Bisecting kernel errors

Today I tried to run the latest kernel from Linus on VMWare Fusion. The new kernel stuck at Booting. Nothing more.

Now you can just manually check through the previous commits, using git log etc, but this manual bisecting will take a lot of time. Git support a function bisect, which will guide you through the process. From the manual:

git-bisect: Find by binary search the change that introduced a bug.

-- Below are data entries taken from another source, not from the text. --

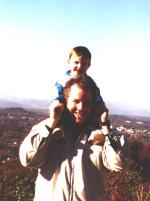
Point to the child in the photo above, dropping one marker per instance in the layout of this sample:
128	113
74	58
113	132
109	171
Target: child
78	63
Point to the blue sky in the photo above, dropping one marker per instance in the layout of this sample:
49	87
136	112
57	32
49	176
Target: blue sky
36	36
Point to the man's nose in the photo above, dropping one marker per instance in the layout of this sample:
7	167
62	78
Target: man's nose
80	106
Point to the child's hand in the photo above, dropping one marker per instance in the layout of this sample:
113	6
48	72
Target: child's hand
56	108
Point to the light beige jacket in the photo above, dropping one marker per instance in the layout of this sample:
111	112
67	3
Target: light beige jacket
67	171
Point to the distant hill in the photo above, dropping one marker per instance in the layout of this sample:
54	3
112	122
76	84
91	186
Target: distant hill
124	109
114	108
25	103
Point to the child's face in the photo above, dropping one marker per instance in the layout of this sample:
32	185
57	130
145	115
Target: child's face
78	64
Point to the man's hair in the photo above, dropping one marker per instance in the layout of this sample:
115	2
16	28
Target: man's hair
84	82
81	51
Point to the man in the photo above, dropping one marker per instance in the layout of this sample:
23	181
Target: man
69	150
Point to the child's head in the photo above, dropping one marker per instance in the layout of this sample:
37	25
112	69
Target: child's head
79	60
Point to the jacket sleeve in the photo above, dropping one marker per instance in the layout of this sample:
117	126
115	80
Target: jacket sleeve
34	148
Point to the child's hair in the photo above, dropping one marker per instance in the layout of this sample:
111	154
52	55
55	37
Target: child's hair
81	51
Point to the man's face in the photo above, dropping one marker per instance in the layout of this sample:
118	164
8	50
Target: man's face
78	65
79	103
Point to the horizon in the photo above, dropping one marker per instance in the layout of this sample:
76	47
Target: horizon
36	37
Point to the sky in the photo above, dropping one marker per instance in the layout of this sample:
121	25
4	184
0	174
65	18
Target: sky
36	37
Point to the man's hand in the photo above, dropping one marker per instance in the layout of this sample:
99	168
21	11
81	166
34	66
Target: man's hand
55	110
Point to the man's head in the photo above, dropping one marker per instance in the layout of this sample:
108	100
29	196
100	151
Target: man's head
79	60
79	94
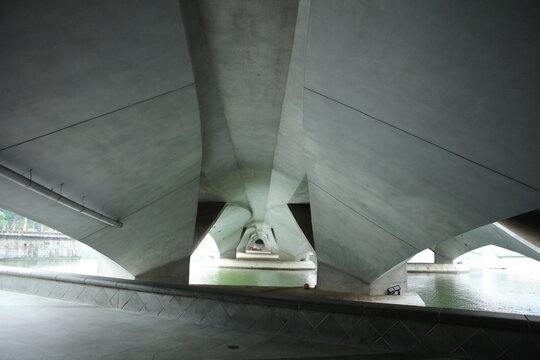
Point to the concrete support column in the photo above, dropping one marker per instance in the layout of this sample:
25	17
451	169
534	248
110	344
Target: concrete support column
332	279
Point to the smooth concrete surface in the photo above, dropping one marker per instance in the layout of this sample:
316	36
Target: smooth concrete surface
491	234
102	106
409	131
400	328
41	328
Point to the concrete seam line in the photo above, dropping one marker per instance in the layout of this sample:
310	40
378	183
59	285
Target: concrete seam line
97	117
364	216
424	140
23	181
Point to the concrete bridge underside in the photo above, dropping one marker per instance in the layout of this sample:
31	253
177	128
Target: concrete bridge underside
361	131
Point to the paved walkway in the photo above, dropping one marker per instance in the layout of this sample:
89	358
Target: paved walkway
33	327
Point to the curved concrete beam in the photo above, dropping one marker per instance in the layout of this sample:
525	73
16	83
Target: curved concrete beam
97	102
486	235
392	90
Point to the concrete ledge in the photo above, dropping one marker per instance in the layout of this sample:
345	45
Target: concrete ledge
262	310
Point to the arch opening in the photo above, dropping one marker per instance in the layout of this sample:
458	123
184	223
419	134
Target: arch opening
30	244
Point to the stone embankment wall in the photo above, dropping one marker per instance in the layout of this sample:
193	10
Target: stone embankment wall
462	334
38	248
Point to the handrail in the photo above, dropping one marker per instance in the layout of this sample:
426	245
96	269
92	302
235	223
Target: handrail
23	181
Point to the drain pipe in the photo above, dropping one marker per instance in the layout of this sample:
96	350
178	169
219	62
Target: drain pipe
52	195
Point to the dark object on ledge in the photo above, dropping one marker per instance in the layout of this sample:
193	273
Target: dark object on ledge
393	289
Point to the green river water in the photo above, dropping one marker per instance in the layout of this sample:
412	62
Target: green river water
514	291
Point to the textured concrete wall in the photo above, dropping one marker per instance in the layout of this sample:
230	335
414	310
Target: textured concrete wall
462	334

So first you'll start the bisection process using:

git bisect start  

Next you'll define the current version as bad:

git bisect bad  

Now you'll find a previous version that is working. For example the v3.18 tag. You'll checkout this version, compile and test. If it is good, you'll say:

git bisect good  
Bisecting: 1116 revisions left to test after this (roughly 10 steps)  
[3a647c1d7ab08145cee4b650f5e797d168846c51] Merge tag 'drivers-for-linus' of git://git.kernel.org/pub/scm/linux/kernel/git/arm/arm-soc

Bisect will checkout the next commit to test, and you'll go through the compilation and testing again.

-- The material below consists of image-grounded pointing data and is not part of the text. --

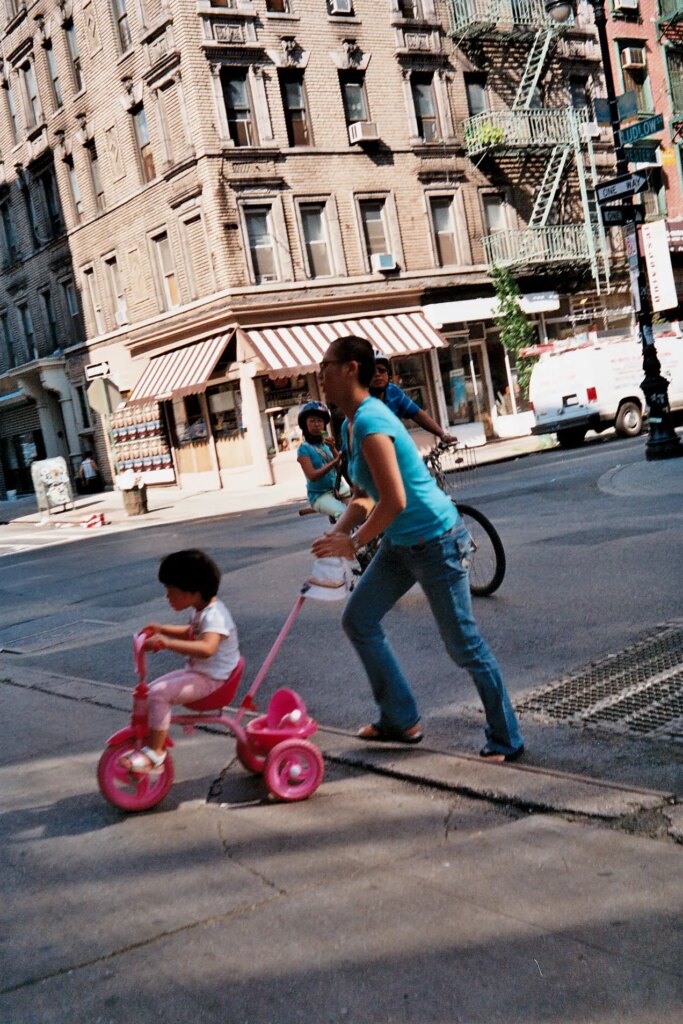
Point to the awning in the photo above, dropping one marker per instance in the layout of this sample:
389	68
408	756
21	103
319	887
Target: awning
301	346
183	371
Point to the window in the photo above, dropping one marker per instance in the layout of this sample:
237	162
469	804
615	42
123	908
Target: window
8	340
11	110
50	318
95	176
27	327
33	108
117	294
238	107
144	153
411	8
57	98
353	93
494	213
315	240
74	187
122	25
296	115
48	187
261	243
374	226
169	283
634	74
579	93
477	98
9	233
444	229
93	298
425	111
71	302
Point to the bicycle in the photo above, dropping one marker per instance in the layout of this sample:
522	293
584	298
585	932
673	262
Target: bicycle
487	562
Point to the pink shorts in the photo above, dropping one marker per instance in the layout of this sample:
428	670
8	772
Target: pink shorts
181	686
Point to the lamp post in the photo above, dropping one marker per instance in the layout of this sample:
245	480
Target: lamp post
663	441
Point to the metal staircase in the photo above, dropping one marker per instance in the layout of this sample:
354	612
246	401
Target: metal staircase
548	190
534	69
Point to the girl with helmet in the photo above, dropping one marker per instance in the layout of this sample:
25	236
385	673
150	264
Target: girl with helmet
318	460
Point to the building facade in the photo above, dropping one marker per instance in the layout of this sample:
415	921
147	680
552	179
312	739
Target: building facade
196	197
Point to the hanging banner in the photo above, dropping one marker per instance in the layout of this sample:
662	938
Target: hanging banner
659	270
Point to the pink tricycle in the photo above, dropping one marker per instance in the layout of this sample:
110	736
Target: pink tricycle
273	744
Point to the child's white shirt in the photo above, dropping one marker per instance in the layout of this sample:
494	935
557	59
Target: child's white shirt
215	619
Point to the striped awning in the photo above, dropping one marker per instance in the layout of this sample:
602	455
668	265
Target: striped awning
301	346
183	371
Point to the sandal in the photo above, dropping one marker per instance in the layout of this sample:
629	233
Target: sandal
496	757
377	733
143	762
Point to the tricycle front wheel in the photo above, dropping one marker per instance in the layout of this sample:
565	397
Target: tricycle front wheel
129	791
294	769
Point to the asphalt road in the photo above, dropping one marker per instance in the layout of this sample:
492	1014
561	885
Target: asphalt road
589	571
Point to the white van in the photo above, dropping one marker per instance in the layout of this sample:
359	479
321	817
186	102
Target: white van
596	384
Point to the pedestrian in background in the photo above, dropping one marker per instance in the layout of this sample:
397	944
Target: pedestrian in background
423	541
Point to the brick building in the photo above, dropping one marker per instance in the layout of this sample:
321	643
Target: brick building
196	197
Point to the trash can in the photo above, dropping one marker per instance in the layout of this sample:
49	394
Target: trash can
135	500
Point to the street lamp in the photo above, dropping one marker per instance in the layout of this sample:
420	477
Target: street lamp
663	441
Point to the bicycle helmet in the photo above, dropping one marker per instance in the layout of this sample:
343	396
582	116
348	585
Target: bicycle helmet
312	409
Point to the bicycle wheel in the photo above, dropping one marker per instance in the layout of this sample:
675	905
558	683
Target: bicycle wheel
487	558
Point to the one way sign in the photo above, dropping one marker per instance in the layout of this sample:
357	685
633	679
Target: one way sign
627	184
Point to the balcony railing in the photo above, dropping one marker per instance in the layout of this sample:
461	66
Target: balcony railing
522	128
470	16
554	244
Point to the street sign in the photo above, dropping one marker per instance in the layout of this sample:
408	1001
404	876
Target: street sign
642	129
627	104
642	155
626	184
94	370
613	216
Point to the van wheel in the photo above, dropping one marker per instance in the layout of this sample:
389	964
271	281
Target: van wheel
629	420
571	437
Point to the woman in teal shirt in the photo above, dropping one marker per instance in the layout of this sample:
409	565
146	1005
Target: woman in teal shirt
423	541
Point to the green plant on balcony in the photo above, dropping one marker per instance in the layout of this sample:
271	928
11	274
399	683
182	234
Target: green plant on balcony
485	134
516	330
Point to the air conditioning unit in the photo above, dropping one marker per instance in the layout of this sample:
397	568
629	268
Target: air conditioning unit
363	131
633	56
382	262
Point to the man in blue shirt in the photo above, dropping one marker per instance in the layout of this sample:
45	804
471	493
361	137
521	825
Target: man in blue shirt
395	398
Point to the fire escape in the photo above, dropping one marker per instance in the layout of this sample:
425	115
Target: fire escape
559	136
670	25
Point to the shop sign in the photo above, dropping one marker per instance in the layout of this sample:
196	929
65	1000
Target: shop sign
659	270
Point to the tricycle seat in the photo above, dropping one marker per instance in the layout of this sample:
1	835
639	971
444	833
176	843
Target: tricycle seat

After iterating through the whole bisection process you'll find the bad commit:

root@debian:/usr/local/src/linux# git bisect bad bd809af16e3ab1f8d55b3e2928c47c67e2a865d2  
Bisecting: 0 revisions left to test after this (roughly 0 steps)  
[f5b2831d654167d77da8afbef4d2584897b12d0c] x86: Respect PAT bit when copying pte values between large and normal pages
root@debian:/usr/local/src/linux# git bisect good f5b2831d654167d77da8afbef4d2584897b12d0c  
bd809af16e3ab1f8d55b3e2928c47c67e2a865d2 is the first bad commit  
commit bd809af16e3ab1f8d55b3e2928c47c67e2a865d2  
Author: Juergen Gross <jgross@suse.com>  
Date:   Mon Nov 3 14:02:03 2014 +0100

    x86: Enable PAT to use cache mode translation tables

    Update the translation tables from cache mode to pgprot values
    according to the PAT settings. This enables changing the cache
    attributes of a PAT index in just one place without having to change
    at the users side.

    With this change it is possible to use the same kernel with different
    PAT configurations, e.g. supporting Xen.

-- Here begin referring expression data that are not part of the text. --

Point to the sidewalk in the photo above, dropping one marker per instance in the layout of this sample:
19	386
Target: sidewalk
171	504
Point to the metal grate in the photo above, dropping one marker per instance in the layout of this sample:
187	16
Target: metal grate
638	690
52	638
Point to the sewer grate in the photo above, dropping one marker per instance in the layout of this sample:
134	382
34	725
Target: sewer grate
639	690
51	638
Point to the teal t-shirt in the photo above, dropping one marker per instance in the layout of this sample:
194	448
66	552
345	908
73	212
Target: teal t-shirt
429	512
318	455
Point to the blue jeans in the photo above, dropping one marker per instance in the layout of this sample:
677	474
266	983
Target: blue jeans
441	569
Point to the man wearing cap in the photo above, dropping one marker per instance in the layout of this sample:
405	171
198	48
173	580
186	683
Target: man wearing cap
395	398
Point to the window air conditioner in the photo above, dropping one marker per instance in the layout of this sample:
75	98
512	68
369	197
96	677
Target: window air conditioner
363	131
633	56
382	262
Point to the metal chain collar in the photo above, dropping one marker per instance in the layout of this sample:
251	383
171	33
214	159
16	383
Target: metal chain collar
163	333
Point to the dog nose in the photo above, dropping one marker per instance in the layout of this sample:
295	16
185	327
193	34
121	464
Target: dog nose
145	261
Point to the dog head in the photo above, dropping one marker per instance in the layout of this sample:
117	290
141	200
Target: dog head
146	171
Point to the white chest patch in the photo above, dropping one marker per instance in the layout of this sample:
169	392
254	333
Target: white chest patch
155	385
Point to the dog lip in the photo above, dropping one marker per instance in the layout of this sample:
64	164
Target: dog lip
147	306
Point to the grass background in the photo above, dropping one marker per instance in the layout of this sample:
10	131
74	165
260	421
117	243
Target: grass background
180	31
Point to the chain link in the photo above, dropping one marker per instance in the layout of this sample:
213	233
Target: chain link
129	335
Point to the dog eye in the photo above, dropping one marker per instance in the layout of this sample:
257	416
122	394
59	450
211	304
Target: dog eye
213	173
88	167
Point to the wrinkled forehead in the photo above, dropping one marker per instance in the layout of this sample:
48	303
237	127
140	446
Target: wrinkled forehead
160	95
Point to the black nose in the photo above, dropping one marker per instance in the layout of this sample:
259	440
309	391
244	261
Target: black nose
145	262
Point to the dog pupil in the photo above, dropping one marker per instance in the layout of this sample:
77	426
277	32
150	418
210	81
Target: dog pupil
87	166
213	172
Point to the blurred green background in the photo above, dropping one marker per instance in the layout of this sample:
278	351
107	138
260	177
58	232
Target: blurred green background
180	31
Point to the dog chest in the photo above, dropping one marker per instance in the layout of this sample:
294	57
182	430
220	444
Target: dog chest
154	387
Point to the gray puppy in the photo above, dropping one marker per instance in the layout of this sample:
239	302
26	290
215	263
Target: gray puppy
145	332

    Signed-off-by: Juergen Gross <jgross@suse.com>
    Reviewed-by: Toshi Kani <toshi.kani@hp.com>
    Reviewed-by: Konrad Rzeszutek Wilk <konrad.wilk@oracle.com>
    Reviewed-by: Thomas Gleixner <tglx@linutronix.de>
    Cc: stefan.bader@canonical.com
    Cc: xen-devel@lists.xensource.com
    Cc: ville.syrjala@linux.intel.com
    Cc: david.vrabel@citrix.com
    Cc: jbeulich@suse.com
    Cc: plagnioj@jcrosoft.com
    Cc: tomi.valkeinen@ti.com
    Cc: bhelgaas@google.com
    Link: http://lkml.kernel.org/r/1415019724-4317-18-git-send-email-jgross@suse.com
    Signed-off-by: Thomas Gleixner <tglx@linutronix.de>

:040000 040000 1d3924c3a82c82084633603f825bb330d841ce32 63fe9d9686871c2dc406fc49afc2cc5eddb27607 M    arch

All versions where compiled and tested using the following commands:

cp /boot/config-`uname -r`* .config  
yes ''|make oldconfig  
make localmodconfig  
make menuconfig  
make -j2  
make modules_install install  

To see the bisection history you can use the command:

git bisect log  

Now I have the specific patch that isn't working, I can return to the latest commit (before bisect start), and revert this specific bad commit:

git bisect reset  
git revert --no-commit bd809af16e3ab1f8d55b3e2928c47c67e2a865d2  

And yes, now the latest kernel is running, without this specific commit.